In Insertion Sort, for each position i (from 1 to n - 1), we may need to compare and shift the element A[i] across the sorted prefix A[0..i-1].

In the worst case (reverse-sorted array):

  • For i = 1, 1 comparison and shift.
  • For i = 2, 2 comparisons and shifts.
  • For i = n - 1, n - 1 comparisons and shifts.

This gives:

\[ \sum_{i=1}^{n-1} i = \frac{(n-1)n}{2} = \mathcal{O}(n^2) \]

So:

  • Worst-case time: \(\mathcal{O}(n^2)\)
  • Average-case time (random permutations): \(\mathcal{O}(n^2)\)
  • Best-case time (already sorted): For each i, only one comparison is needed to confirm that A[i] is not smaller than A[i-1], so:

$$ T(n) = \mathcal{O}(n) $$

When is it actually good?

Insertion Sort is inefficient for large, random inputs, but it is very efficient when:

  • The array is small (e.g., length ≤ 20–30 elements).
  • The array is almost sorted, with only a few inversions.

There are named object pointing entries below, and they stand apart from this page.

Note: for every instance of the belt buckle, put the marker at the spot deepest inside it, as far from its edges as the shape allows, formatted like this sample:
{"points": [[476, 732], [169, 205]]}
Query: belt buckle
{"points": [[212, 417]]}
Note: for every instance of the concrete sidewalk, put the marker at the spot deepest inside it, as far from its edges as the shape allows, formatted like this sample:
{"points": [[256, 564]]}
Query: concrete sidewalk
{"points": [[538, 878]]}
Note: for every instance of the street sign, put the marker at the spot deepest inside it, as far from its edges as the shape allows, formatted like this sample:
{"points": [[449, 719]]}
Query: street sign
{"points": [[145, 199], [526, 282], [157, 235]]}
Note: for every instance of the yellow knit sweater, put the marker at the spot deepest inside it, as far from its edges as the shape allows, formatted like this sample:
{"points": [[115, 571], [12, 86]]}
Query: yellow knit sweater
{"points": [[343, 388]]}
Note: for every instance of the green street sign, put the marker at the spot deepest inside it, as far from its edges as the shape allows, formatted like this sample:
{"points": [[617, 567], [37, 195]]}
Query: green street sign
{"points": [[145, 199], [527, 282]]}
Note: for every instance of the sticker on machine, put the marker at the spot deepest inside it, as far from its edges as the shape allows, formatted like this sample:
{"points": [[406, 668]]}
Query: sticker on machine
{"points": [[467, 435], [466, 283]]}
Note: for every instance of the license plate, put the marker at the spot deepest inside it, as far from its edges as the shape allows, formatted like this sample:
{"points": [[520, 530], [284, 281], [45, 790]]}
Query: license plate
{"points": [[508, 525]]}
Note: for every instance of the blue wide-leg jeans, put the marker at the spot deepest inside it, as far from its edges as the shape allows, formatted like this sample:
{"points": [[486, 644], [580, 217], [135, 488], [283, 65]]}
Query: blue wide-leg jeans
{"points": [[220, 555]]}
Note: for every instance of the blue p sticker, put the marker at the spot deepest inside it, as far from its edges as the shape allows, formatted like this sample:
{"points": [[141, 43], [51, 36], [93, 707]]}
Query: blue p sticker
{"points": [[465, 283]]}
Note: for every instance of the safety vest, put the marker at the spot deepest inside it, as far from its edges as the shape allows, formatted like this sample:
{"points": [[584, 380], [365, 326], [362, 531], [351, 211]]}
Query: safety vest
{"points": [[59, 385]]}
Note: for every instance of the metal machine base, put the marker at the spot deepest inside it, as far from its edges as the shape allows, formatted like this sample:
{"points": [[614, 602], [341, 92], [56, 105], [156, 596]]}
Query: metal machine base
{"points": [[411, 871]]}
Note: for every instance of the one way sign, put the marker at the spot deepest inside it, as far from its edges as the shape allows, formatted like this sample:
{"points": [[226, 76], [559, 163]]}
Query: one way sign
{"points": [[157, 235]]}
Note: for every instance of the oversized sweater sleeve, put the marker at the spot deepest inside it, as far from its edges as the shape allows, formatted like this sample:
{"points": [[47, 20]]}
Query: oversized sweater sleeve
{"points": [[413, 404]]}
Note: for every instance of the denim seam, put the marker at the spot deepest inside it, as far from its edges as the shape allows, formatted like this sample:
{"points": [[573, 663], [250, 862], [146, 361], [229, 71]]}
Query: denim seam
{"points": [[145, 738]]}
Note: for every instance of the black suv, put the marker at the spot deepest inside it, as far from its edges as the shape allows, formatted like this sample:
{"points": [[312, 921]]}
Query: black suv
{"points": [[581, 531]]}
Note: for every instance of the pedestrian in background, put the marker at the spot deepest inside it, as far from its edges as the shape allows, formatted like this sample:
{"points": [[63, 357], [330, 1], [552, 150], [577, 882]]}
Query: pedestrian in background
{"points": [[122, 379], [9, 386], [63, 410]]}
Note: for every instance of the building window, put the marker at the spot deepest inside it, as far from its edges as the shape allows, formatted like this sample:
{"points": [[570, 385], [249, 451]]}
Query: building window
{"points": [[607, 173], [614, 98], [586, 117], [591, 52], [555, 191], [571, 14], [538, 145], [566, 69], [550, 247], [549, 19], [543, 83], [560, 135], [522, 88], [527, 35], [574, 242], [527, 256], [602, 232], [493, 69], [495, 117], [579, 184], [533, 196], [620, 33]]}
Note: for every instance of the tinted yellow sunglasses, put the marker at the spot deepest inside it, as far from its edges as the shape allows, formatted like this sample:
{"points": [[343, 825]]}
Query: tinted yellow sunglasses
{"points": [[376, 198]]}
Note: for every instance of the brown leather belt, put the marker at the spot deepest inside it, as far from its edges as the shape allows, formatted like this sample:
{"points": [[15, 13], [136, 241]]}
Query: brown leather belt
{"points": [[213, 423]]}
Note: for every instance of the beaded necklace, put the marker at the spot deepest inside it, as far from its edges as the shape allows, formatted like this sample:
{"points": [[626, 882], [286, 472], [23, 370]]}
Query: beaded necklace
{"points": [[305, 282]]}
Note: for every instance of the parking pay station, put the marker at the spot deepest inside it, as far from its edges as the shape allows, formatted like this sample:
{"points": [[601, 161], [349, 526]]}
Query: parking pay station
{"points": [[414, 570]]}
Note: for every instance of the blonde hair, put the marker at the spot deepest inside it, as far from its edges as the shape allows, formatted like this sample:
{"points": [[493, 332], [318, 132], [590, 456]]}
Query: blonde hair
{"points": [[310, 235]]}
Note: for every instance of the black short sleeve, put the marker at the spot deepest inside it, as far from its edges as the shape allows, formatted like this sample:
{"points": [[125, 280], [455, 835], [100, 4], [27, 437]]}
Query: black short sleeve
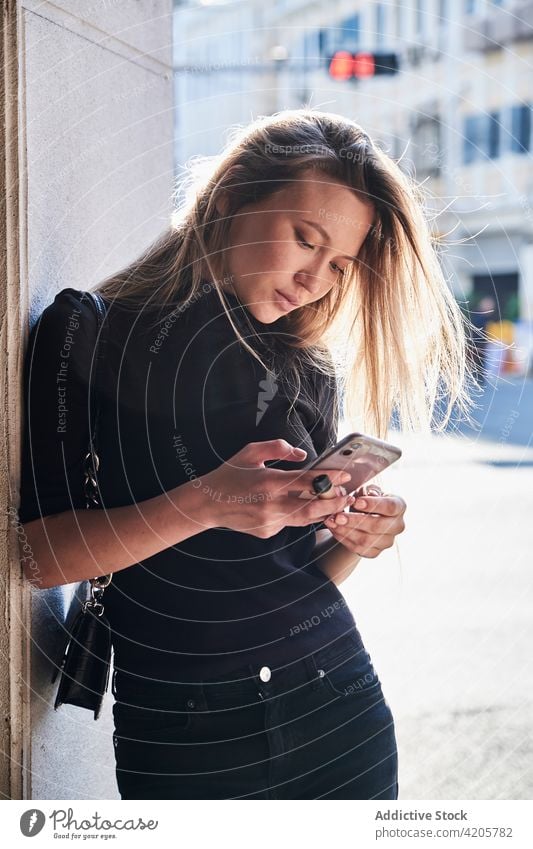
{"points": [[59, 363]]}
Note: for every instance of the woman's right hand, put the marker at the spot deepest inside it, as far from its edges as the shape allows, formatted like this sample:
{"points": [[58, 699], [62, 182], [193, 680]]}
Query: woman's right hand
{"points": [[245, 495]]}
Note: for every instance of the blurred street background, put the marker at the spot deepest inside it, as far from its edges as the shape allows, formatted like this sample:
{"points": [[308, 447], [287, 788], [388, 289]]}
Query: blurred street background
{"points": [[444, 86], [446, 615]]}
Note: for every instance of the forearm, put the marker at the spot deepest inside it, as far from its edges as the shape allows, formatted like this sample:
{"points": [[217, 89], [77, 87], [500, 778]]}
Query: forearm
{"points": [[333, 558], [80, 544]]}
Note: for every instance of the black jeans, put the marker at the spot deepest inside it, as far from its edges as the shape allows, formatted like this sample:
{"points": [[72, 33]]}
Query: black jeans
{"points": [[319, 728]]}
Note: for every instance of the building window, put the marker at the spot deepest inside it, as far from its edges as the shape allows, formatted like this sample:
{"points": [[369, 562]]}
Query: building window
{"points": [[380, 24], [398, 18], [351, 31], [494, 135], [474, 138], [521, 128], [419, 18], [481, 137]]}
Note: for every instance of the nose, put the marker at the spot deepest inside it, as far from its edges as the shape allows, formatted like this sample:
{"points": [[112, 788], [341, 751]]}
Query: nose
{"points": [[314, 279]]}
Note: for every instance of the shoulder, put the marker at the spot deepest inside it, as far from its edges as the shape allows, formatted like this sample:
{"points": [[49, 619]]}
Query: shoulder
{"points": [[65, 331], [73, 304]]}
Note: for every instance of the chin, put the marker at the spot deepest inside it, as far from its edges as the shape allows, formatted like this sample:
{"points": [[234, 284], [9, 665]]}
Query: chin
{"points": [[266, 314]]}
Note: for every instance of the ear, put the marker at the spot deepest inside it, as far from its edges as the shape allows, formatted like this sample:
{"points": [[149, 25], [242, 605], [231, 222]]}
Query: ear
{"points": [[222, 204]]}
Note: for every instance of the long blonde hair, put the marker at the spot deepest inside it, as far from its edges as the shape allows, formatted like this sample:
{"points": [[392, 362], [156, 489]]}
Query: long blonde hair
{"points": [[391, 332]]}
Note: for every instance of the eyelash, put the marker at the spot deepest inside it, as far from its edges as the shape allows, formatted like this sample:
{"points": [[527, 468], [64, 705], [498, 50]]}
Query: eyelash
{"points": [[307, 245]]}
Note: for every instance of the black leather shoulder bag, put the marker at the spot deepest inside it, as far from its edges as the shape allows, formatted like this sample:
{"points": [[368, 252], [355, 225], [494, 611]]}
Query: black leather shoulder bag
{"points": [[86, 657]]}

In these cases, the actual running time can be close to linear.


🔍 Curiosities

  • Building block in hybrid algorithms: Many high-performance sorting algorithms (e.g. IntroSort, TimSort, optimized QuickSort) switch to Insertion Sort for small subarrays, because its constant factors are low and its behavior on small inputs is hard to beat in practice.
  • Adaptive behavior: The running time improves as the input becomes more ordered. The number of operations is proportional to the number of inversions in the input.
  • Online algorithm: Insertion Sort can sort as new elements arrive, one by one, making it suitable for online scenarios where the data is not all available upfront.
  • Stable by default: The standard implementation that shifts larger elements to the right and inserts the key at the first non-greater position is naturally stable, which is useful when sorting records by multiple keys.

📚 References

  1. Knuth, D. E. (1998). The Art of Computer Programming, Volume 3: Sorting and Searching. Addison-Wesley.
  2. Cormen, T. H., Leiserson, C. E., Rivest, R. L., & Stein, C. (2009). Introduction to Algorithms (3rd ed.). MIT Press.
  3. Sedgewick, R., & Wayne, K. (2011). Algorithms (4th ed.). Addison-Wesley.